By Carey Smith/Photos by Sierra Smithers

Springfield native Tiffany Mathis recently became the CEO and executive director of the Boys and Girls Clubs of Central Illinois (BGCCIL). Her passion and dedication are unmistakable. “I really love that I was able to work somewhere you can just be all in,” she said.

Mathis was originally introduced to BGCCIL through a two-year stint in AmeriCorps and later served as the director of fund development and community engagement, as well as a central unit director for five years, before assuming her current role.

BGCCIL operates nine facilities throughout Springfield, including a stand-alone facility on Monroe and 15th streets.  The other eight Clubs are located in Springfield elementary and middle schools, providing services Monday through Thursday from 2:30-6:30 p.m.  These programs serve 1,356 youth, employ 179 staff and offer homework assistance and fun activities, as well as a nutritious snack or a warm meal (depending on location) in partnership with Central Illinois Food Bank and Nelson’s Catering.

The mission of BGCCIL is to “serve the youth who need us most and influence them in a way to become productive, caring and concerned citizens of their space and of their community, and grow in their leadership.  We provide safe spaces with caring adults and mentorship, guidance and scholarships.  It’s a very holistic approach to supporting youth,” said Mathis.  Mathis also serves on BGCCIL’s national advisory council for LBGTQ+ issues, focusing on youth inclusion.

In addition to her work at BGCCIL, Mathis serves as a board member for Springfield Public School District 186.  She said, “It’s nice to come into that role and have an understanding of how these schools are  functioning, having relationships with the administrators and the teachers, the paraprofessionals and the custodians – having conversations and building relationships.”

Mathis is also on the board of trustees at the Hoogland Center for the Arts, president of the Rotary Club of Midtown Springfield and an Eastern Star through the local Masonic Lodge.  As a woman of color, Mathis said, “I feel a great deal of responsibility to lend my voice or lend my time.  I really try to do my best to be visibly doing things so that people see some representation.  It’s important.”

Mathis also serves as the vice chair of the Serve Illinois Commission for Volunteerism and Community Service, which oversees AmeriCorps.  “To be an AmeriCorps alum and now vice-chairing the commission for the state of Illinois is an amazing opportunity to give back in a different way to an organization that honestly changed my life and sparked my interest for a deeper commitment to community service,” she explained.

Mathis has three children with her husband, Frank, and one stepchild.  Mathis said she makes sure her children accompany her to meetings and events, as she accompanied her parents in their many activities and learned firsthand the importance of being involved in one’s community.

BGCCIL offers memberships to any child for only $40 per year, so the organization is funded mainly through grants and community partnerships.
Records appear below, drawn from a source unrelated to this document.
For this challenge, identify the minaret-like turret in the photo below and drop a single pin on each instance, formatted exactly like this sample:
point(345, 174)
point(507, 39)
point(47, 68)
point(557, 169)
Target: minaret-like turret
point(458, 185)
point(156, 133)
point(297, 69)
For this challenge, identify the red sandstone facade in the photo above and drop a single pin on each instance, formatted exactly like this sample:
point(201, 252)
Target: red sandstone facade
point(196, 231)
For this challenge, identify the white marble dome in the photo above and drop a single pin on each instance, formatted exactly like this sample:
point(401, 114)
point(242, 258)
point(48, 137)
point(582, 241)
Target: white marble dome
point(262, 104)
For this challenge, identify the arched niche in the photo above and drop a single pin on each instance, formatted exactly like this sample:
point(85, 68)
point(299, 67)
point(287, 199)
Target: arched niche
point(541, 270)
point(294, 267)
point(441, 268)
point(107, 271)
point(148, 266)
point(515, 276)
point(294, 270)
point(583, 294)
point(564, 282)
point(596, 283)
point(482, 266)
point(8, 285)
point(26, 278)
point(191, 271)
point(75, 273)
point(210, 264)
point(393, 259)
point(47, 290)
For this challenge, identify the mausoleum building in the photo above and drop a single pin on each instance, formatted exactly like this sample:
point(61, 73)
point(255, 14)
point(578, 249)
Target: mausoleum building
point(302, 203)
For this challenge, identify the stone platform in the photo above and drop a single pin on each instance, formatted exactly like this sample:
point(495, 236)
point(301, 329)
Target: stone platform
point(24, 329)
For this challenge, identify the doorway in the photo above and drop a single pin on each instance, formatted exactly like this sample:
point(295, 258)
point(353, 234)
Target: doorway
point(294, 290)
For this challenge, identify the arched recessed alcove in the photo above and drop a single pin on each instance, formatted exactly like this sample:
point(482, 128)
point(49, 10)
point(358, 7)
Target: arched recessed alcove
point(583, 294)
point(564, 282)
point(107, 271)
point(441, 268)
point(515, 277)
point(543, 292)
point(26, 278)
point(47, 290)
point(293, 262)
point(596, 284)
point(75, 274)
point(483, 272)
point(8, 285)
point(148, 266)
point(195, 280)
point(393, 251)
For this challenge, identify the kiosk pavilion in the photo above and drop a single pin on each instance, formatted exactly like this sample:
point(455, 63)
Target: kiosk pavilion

Mathis invites business leaders and community members to visit the club for a fresh look at all that is happening.

“It makes us stronger when we’re working together,” she said. “Yes, we have our needs, but I want a gift to be impactful to whoever is giving that gift, whether it be time, talent, money.  We have a lot of conversations of our needs, but what of these needs speak to you?  What are you passionate about, what does your business stand for and how can we ensure that we direct that gift in a way that supports the mission and vision of your organization as well?”

Carey Smith is an alum of Leadership Springfield and her group worked on a marketing project for BGCCIL two decades ago.